Four day Tests, is it the way forward?

There is a move by the guardians of the sport to make four-day Test matches a reality. If the resolution is adopted, for the next commercial rights cycle between 2023 to 2031, all Test matches will be of four days duration. 

Some countries have already engaged in four-day Tests and it has been proven that a result is possible despite a day being reduced. So, the reformists are pushing for more of it. Their reasoning is sound. This means that over the next eight-year commercial rights cycle, authorities can free up more than 300 days of cricket which allows them windows of time for more lucrative ventures.

A T-20 league can bring more revenue for players while smaller cricket boards like Sri Lanka can financially be secure as this window allows for an ICC event every year. A packed calendar at the moment has made it impossible to stage the popular Champions Trophy which was last held in 2017 and wasn’t played in 2019. 

Not many may know, but the idea of four-day Tests was first tabled at the ICC board meeting by Sri Lanka Cricket more than 15 years ago. Thilanga Sumathipala was heading the board at that point and although his suggestion was turned down, Thilanga predicted that the survival of Test cricket will be impossible if we do not accept change. 

SLC doesn’t make any money by playing Tests other than when they play against India or England. They are still able to break even when playing Australia but against all other opponents they are making losses. There is also a growing tendency for the Big Three – India, Australia and England to play within themselves and this means that SLC will no longer bring in India for a bilateral series at the drop of a hat which they used to do when faced with a financial crunch in the past. 

Except in England, where Test matches are usually well attended, at most other countries the longer version of the game does not attract full houses. In places like Colombo, policemen on duty outnumber fans at the game. 

But the question that needs to be asked is whether the reduction of duration of Tests is going to address the issue of poor spectator attendance. 

Countries like South Africa and Australia are doing much for fans to come and enjoy cricket with their families and some of the centers in these countries have seen an increase of numbers but much more is left to be done. 

Those who are pushing for four day Test matches are arguing that the number of overs is not going to be significantly cut down. Each day will have 98 overs instead of the usual 90 and therefore we are actually only going to lose 50 overs despite the number of days being reduced. 

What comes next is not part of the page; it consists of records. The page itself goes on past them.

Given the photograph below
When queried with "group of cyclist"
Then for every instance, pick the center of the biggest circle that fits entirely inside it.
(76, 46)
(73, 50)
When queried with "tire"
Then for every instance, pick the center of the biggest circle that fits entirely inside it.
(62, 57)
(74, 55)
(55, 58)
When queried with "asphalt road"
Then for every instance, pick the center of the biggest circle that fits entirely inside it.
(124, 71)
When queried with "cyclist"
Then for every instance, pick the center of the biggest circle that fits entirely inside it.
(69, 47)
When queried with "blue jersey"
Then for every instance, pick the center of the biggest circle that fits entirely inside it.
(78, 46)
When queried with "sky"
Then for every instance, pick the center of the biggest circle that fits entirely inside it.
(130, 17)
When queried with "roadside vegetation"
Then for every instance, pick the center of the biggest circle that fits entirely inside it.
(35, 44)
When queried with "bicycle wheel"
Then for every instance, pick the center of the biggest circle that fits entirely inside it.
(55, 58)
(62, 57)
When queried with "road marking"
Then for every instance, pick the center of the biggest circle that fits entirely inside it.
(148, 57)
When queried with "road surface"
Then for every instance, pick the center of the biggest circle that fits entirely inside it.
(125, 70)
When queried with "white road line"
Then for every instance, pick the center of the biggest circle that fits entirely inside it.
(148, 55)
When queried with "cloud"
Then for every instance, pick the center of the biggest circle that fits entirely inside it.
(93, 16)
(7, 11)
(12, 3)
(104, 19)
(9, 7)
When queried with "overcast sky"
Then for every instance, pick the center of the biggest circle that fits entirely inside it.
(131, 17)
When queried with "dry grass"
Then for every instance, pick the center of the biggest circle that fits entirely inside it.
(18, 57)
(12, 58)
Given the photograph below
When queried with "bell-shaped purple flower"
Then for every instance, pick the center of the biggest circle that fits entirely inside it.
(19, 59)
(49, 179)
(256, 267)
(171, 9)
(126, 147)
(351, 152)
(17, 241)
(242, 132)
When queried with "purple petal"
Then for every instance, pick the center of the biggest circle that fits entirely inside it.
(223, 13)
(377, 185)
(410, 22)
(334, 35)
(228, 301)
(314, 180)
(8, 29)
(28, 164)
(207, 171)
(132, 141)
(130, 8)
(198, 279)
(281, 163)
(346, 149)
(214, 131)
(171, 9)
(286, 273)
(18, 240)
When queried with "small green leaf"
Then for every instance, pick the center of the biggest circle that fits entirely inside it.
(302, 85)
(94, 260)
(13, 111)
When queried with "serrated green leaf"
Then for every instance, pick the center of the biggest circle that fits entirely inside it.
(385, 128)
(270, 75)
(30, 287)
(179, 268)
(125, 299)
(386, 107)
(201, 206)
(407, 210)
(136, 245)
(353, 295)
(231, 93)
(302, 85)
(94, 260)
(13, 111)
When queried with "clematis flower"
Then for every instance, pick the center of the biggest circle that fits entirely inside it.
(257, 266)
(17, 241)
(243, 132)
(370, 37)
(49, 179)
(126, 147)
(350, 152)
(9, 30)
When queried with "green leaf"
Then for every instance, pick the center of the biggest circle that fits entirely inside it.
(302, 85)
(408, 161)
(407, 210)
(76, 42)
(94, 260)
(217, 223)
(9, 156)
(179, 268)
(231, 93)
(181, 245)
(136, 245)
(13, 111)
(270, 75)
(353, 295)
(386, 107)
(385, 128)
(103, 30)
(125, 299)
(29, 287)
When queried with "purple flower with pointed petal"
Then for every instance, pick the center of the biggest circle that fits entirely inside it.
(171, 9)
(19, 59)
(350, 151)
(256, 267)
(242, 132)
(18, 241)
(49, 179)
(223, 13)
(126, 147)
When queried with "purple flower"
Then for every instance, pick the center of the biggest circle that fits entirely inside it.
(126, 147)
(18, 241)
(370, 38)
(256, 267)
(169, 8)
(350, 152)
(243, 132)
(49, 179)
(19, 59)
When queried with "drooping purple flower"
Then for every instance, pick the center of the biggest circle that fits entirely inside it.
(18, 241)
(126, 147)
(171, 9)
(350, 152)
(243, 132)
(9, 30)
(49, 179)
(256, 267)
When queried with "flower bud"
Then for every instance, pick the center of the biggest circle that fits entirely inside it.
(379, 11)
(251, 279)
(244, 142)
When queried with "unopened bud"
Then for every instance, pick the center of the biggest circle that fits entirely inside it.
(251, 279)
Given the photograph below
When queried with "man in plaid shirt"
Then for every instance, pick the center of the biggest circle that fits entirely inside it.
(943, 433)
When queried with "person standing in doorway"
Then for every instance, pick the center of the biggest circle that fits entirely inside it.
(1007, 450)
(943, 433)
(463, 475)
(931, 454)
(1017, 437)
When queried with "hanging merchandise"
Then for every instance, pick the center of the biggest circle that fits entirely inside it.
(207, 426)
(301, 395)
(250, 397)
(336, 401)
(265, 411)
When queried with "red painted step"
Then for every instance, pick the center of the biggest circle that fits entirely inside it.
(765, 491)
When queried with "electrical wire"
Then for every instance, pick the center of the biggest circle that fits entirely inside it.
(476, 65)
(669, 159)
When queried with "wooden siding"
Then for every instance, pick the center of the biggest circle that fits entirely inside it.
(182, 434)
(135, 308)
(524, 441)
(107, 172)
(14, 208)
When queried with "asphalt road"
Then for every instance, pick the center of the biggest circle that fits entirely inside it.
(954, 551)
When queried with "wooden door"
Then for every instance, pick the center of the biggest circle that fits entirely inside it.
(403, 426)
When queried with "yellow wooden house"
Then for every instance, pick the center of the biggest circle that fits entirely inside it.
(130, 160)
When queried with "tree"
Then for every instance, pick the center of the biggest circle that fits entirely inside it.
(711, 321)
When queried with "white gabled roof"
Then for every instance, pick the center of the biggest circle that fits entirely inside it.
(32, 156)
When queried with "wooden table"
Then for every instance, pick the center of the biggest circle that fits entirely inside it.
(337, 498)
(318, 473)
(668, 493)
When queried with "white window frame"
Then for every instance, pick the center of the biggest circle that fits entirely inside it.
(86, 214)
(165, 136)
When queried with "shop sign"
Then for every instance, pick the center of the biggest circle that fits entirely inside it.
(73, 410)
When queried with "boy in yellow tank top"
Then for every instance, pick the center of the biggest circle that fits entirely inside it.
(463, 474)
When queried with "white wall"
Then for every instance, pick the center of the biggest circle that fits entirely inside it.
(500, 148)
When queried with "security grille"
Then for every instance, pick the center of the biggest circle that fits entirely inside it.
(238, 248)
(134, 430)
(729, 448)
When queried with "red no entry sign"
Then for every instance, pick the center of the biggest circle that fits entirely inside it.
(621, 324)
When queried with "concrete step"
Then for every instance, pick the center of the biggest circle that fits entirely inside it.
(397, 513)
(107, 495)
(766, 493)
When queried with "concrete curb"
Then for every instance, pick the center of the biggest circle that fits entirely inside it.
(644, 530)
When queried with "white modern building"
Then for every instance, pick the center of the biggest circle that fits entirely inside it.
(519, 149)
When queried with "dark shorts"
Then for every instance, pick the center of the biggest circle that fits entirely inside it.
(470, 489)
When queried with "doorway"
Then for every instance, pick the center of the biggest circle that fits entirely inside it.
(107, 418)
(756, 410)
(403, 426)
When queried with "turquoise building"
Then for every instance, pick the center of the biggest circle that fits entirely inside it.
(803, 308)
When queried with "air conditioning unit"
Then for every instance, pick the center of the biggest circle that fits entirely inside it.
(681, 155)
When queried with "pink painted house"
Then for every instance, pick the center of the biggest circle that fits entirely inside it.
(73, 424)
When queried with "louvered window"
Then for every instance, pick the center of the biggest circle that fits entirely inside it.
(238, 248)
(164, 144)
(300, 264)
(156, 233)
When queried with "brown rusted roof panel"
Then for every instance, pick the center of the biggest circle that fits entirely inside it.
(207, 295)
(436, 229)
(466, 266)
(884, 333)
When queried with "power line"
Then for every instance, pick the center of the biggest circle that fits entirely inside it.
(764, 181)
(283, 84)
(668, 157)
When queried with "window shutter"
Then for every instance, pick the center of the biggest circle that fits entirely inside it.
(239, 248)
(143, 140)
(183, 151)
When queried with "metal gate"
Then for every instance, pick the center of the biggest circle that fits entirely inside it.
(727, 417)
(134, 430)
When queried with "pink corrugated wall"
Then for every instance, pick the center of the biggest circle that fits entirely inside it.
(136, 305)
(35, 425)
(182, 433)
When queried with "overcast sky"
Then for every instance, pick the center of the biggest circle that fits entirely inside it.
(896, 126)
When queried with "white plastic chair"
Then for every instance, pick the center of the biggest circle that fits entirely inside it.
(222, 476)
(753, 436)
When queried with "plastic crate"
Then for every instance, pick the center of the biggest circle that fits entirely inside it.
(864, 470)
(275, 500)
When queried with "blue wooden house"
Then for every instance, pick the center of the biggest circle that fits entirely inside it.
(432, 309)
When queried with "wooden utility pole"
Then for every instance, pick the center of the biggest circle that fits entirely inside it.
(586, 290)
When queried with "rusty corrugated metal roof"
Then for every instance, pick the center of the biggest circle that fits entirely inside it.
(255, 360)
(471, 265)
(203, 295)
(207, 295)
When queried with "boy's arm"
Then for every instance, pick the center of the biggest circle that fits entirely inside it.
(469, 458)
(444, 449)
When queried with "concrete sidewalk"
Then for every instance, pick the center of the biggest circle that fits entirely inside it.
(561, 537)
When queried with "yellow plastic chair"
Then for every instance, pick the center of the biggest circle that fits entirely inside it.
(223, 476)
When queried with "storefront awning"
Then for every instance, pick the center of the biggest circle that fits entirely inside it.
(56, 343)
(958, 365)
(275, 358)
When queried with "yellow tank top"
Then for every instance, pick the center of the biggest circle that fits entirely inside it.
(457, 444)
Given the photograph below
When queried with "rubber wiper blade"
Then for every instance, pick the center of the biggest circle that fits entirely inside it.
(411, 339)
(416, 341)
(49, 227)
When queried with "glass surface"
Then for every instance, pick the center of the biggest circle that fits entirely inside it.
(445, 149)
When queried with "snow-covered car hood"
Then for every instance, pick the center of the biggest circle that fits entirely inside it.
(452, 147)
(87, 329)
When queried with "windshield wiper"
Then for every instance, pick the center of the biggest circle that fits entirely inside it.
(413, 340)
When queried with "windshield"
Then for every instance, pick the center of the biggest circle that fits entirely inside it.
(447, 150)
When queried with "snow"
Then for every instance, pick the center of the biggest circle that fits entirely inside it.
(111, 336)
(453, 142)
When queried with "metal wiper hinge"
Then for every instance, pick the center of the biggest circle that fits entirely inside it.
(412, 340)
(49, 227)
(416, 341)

However, those who play First Class cricket over a duration of four days want to step up for the next level of challenge which is Test cricket and they expect it to be of five days duration. 

Thankfully, all leading current players are averse towards the four day Tests and they remain the biggest stumbling block for those administrators who want to bring about change. 

Marylebone Cricket Club, the game’s respected lawmakers, whose President is a Sri Lankan also has given a thumbs down for the new proposal. While MCC agreed that the proposed change of format has monetary gains, there’s much more to lose as Test cricket will lose its appeal. 

The recent Ashes campaign wouldn’t have been that close had the games ended in four days. 

Well, if administrators are really concerned, they can do one crucial thing. That is by calling for more day-night Test matches which has addressed the issue of bringing spectators back into the game. In most parts of the world, you see a tendency of people attending games after working hours. 

India staging a day night match recently was a massive plus point and captain Virat Kohli has called for more of these when his team tour Australia later this year. 

The debates will carry on but four day Test cricket is inevitable – at least between certain opponents. Australia were rarely challenged this summer as all five Tests against New Zealand and Pakistan ended inside four days. So the tendency is that when top ranked teams play lower ranked teams, games will be of four day duration while the bigger contests likes the Ashes and Border-Gavaskar Trophy will go the full distance. South Africa too could join the equation but the rest will have to be content with a reduced version however much they dislike it. The boards certainly will not have any issues as they are already making losses. In the end, the sport is governed by one salient feature – money.